Did anyone say Nightfish yet?


----------



## MrBouleDeBowling (Feb 11, 2021)

Cum 41


----------



## vilk (Feb 11, 2021)

Artificial Brian


----------



## gunch (Feb 11, 2021)

Cryptipsy


----------



## mastapimp (Feb 11, 2021)

Sublimp
Nad Wolves
Prance
Cumford & Sons
Kinks of Leon
Kink Diamond
Soilfork
In Flakes
The Yeastie Boys
LL Fool J
Public Enema
Scat Symmetry


----------



## jaxadam (Feb 11, 2021)

So far @mastapimp is winning by a landslide.


----------



## Kaura (Feb 11, 2021)

Times of Grave

Not funny yeah, but I literally just made that mistake while trying to search for them on Youtube.


----------



## mastapimp (Feb 11, 2021)

jaxadam said:


> So far @mastapimp is winning by a landslide.


What can I say? I guess I collected too many Garbage Pail Kids cards in my younger days.


----------



## jaxadam (Feb 11, 2021)

mastapimp said:


> What can I say? I guess I collected too many Garbage Pail Kids cards in my younger days.
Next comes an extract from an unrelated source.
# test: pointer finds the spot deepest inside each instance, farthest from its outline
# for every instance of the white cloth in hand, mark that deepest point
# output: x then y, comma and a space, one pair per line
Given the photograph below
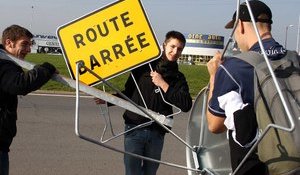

Well you’ve still got it. I can’t even remember what I had for lunch much less the name of any bands anymore.


----------



## mastapimp (Feb 11, 2021)

Finger
Dooken
Pooson
Motley Crud
Bane's Addiction
Char
Goof Tiger
Hammstein
Modest Louse
Alien Ant Fart


----------



## KnightBrolaire (Feb 11, 2021)

Cockwork Opera 
Sound of Chunder 
Pissessor 
Womb Mold 
Batecreeper 
Cloudlicker 
Enter Shibari 
Kaki Kong


----------



## lurè (Feb 11, 2021)

Nine Inch Fails


----------



## ArtDecade (Feb 11, 2021)

Motörheed. 
Like the original, but just a bit more Scottish.


----------



## Seabeast2000 (Feb 11, 2021)

Warpant
Kreamor


----------



## lurè (Feb 11, 2021)

Cream Theater
Megameth
Farts Warning

Barilla Road
Lickin Pork


----------



## Merrekof (Feb 11, 2021)

Manurack said:


> This IMMEDIATELY came to mind.



I came for funny band names and got this instead. Oh boy..


----------



## TedEH (Feb 11, 2021)

We're up to at least three Cream Theatres. 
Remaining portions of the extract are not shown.